Lawxer associe l’intelligence artificiel à l’analyse de contrat

« Nous sommes en quelque sorte le Yuka du droit », synthétise avec humour François Gorriez, fondateur du logiciel Lawxer et avocat spécialisé en droit du numérique. Récompensée du second prix, cette start-up déploie une intelligence artificielle (IA) qui a pour mission, à la manière de l’application nutritionnelle, de fournir un « juriscore » aux contrats en évaluant leurs risques, puis d’apporter des suggestions personnalisées afin d’améliorer la rédaction et de protéger les intérêts des clients. « Dans toutes les matières du droit, les contrats se complexifient et la réglementation ne cesse d’évoluer. Il devient alors ardu pour un avocat, un directeur juridique ou un particulier de saisir pleinement la conformité et les enjeux juridiques », constate l’entrepreneur.

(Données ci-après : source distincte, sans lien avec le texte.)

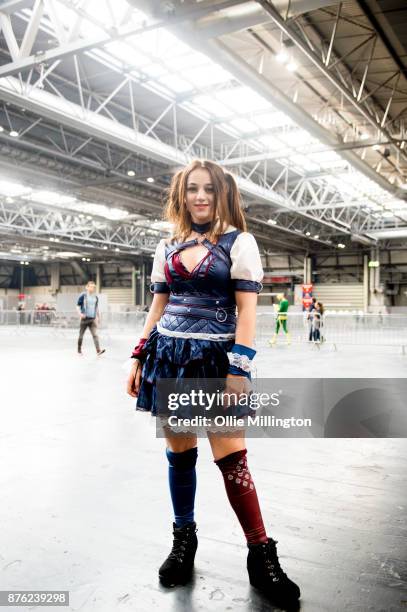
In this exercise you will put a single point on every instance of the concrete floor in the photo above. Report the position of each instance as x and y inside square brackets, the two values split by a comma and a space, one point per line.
[85, 505]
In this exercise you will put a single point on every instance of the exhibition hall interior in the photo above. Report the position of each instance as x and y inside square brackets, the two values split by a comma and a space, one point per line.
[303, 104]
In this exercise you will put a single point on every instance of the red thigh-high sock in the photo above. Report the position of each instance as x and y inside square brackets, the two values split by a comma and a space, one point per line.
[242, 495]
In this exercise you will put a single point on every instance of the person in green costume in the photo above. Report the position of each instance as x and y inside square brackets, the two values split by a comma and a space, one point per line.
[282, 316]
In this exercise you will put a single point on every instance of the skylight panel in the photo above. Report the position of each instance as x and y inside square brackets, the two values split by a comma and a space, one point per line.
[273, 119]
[271, 142]
[175, 83]
[205, 75]
[242, 99]
[11, 189]
[297, 138]
[212, 105]
[127, 54]
[244, 125]
[303, 163]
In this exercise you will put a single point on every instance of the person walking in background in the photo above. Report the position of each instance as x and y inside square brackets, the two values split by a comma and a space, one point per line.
[282, 315]
[310, 317]
[88, 310]
[317, 322]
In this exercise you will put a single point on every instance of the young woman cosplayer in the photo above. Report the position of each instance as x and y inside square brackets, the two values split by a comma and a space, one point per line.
[209, 267]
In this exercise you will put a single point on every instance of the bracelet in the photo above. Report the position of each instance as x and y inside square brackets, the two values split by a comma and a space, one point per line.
[139, 351]
[240, 359]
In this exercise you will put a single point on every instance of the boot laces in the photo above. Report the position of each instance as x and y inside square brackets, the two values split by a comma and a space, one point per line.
[272, 563]
[179, 545]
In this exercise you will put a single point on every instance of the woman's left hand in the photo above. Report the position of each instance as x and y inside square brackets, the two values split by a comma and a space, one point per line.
[236, 386]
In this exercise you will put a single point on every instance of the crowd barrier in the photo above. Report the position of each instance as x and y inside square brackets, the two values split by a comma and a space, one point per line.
[336, 328]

À ce titre, Lawxer répond à ce défi en misant sur l’intelligence artificielle. Le processus est simple : l'utilisateur achète des crédits d'analyse qui lui permettent d'évaluer un document en fonction de son poids et de son nombre de pages. En moins de dix minutes, après avoir analysé le contrat et les risques associés, le logiciel propose une série de modèles pour perfectionner la rédaction, en s'appuyant sur les dernières jurisprudences pertinentes.

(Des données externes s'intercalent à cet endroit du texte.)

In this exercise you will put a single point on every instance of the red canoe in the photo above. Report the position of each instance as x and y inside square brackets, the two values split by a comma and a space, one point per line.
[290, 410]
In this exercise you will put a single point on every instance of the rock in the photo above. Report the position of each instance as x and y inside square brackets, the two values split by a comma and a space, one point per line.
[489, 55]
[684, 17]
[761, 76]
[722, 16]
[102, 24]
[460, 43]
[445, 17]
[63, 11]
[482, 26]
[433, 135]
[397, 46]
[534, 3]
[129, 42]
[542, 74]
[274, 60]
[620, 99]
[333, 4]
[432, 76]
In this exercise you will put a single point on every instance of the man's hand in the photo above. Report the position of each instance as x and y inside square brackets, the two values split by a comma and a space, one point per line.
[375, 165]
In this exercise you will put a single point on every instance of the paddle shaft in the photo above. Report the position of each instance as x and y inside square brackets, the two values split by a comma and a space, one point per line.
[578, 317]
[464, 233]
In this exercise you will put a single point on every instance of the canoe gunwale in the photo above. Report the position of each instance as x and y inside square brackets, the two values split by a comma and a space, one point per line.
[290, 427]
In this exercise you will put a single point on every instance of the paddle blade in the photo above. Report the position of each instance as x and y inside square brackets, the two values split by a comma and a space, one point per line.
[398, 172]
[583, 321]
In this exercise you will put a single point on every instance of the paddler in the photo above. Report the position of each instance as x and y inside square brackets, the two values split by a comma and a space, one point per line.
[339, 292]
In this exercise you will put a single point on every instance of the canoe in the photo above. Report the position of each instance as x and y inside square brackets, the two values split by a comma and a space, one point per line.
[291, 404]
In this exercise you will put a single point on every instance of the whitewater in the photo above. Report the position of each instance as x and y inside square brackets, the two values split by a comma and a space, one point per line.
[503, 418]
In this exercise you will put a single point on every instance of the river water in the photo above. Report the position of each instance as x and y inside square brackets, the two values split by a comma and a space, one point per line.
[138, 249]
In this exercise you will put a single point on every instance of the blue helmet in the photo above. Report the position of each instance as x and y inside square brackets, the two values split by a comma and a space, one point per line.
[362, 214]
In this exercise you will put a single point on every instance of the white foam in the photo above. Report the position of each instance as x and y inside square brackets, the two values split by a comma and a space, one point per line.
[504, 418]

Une intelligence artificielle explicative

Pour développer cette technologie, François Gorriez s’est entouré d’un spécialiste en linguistique et informatique, puis s’est attelé à enrichir son outil. « Il a fallu configurer la machine par type de contrat (vente, travail, bail, etc…) afin qu’elles apportent des solutions adaptées et précises ». Un travail de fond, mis à jour au gré des réglementations, qui s’inscrit dans un effort d’explicabilité du raisonnement. « Nous avions la volonté de créer une IA transparente et explicative, non une boîte noire », insiste-t-il. « L’objectif étant de permettre aux professionnels de gagner du temps sur ces tâches et de concentrer leurs efforts sur des sujets à forte valeur ajoutée ».

Incubé dès son lancement par le barreau de Paris, il y a plus d’un an, Lawxer se défend également d’inclure les questions de déontologie qui structurent la profession d’avocat. « Le logiciel n’a pas vocation à entrer en contradiction avec les règles du métier, ni de remplacer l’avocat, mais plutôt de lui apporter un soutien dans son activité au quotidien ». Aujourd’hui en phase de recherche et développement, Lawxer vise une commercialisation avant cet été, suivie à terme du lancement d’une application mobile.

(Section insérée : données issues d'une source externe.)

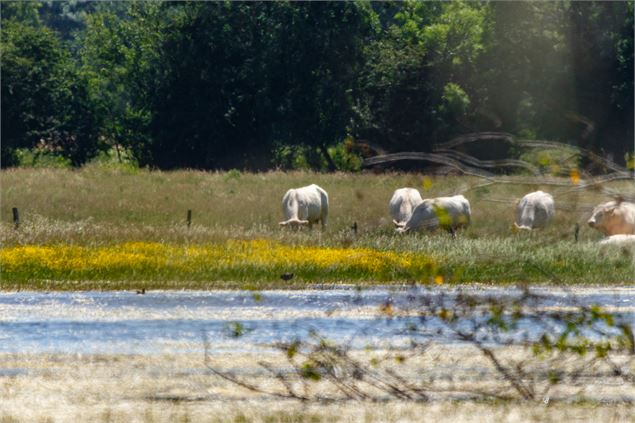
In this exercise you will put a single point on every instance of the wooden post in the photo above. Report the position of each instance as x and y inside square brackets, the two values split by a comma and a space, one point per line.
[576, 232]
[16, 217]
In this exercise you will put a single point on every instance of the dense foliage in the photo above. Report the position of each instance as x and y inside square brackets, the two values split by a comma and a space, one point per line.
[259, 84]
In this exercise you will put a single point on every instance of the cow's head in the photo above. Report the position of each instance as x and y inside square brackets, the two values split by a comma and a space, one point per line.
[294, 223]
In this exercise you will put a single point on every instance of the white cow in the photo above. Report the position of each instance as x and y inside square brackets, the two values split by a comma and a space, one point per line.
[614, 217]
[621, 240]
[446, 212]
[305, 206]
[402, 203]
[534, 210]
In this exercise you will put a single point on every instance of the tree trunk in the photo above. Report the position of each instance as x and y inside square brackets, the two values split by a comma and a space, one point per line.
[329, 160]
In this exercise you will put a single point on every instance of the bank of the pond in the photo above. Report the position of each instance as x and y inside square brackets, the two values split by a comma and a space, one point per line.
[267, 264]
[253, 261]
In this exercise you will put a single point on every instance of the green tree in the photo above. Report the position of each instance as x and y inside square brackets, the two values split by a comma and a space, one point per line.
[416, 86]
[44, 99]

Avocappli réinvente la relation avocat-client

Installée à la troisième place du podium, l’application mobile Avocappli aspire à révolutionner la relation avocat-client en offrant une information simplifiée, visible et numérique. À l’initiative du projet : Chloé Vincent-Hytier, avocate-praticienne en droit de la construction et de l’immobilier, et Bertrand Moutte, avocat en droit public des affaires et droit immobilier, présentent une application conçue pour fluidifier la communication des professionnels du droit. 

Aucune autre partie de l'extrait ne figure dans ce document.